“Letters, yes!” said Father Payne; “of course the great men know each other, and respect each other; but they don’t tend to coagulate. They relish an occasional meeting and an occasional letter, and they say how deeply they regret not seeing more of each other—but they tend to seek the repose of their own less exalted circle. The man who has fine ideas prefers his own disciples to the men who have got a different set of fine ideas. That is natural enough! You want to impart the ideas you believe in—you don’t want to argue about them, or to have them knocked out of your hand.
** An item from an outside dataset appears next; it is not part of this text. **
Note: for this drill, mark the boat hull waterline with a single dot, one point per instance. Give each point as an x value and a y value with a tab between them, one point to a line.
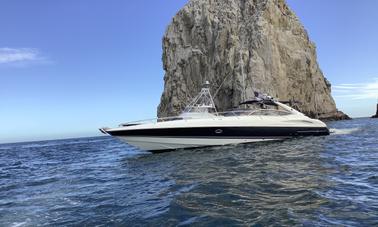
155	139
Depend upon it, the society of an intelligent person, who can understand you enough to stimulate you, and who is grateful for your talk, is much pleasanter, and indeed more fruitful, than the society of a man who is fully as intelligent as yourself, and thinks some of your conclusions to be rot!”
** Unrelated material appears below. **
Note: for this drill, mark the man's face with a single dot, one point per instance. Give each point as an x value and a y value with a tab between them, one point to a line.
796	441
“But doesn’t all that encourage people to be prophets?” Vincent said. “One of the depressing things about great men is that they grow to consider themselves a sort of special providence—the originators of great ideas rather than the interpreters.”
“Yes,” said Father Payne, “of course the little coteries and courts of great men are rather repulsive. But the best people don’t do that. They live contentedly in a circle which combines with its admiration for the hero a comfortable feeling that, if other people knew what they know, they wouldn’t feel genius to be quite so extraordinary as is commonly believed. And we must remember, too, that most great men seem greater afterwards than they did at the time. More of a treat and a privilege, I mean.”
“Do you think one ought to try to catch a sight of great men who are contemporaries?” said I.
“Yes, a sight, I think,” said Father Payne. “It’s a pleasant thing to realise how your big man sits and looks and talks, what his house is like, and so forth. I have often rather regretted I haven’t had the curiosity to get a sight of the giants. It helps you to understand them. I remember a pleasant old gentleman, Vinter by name, who lived in London. Vinter the novelist was his son. When young Vinter became famous for a bit, and people wanted to know him, old Vinter made a glorious rule. He told his son that he might invite any well-known person he liked to the house, to luncheon or dinner—but that unless he made a special exception in any one’s favour, they were not to be invited again. There’s a fine old Epicurean! He liked to realise what the bosses looked like, but he wasn’t going to be bothered by having to talk respectfully to them time after time.”
“But that’s rather tame,” said Vincent. “The point surely would be to get to know a big man well.”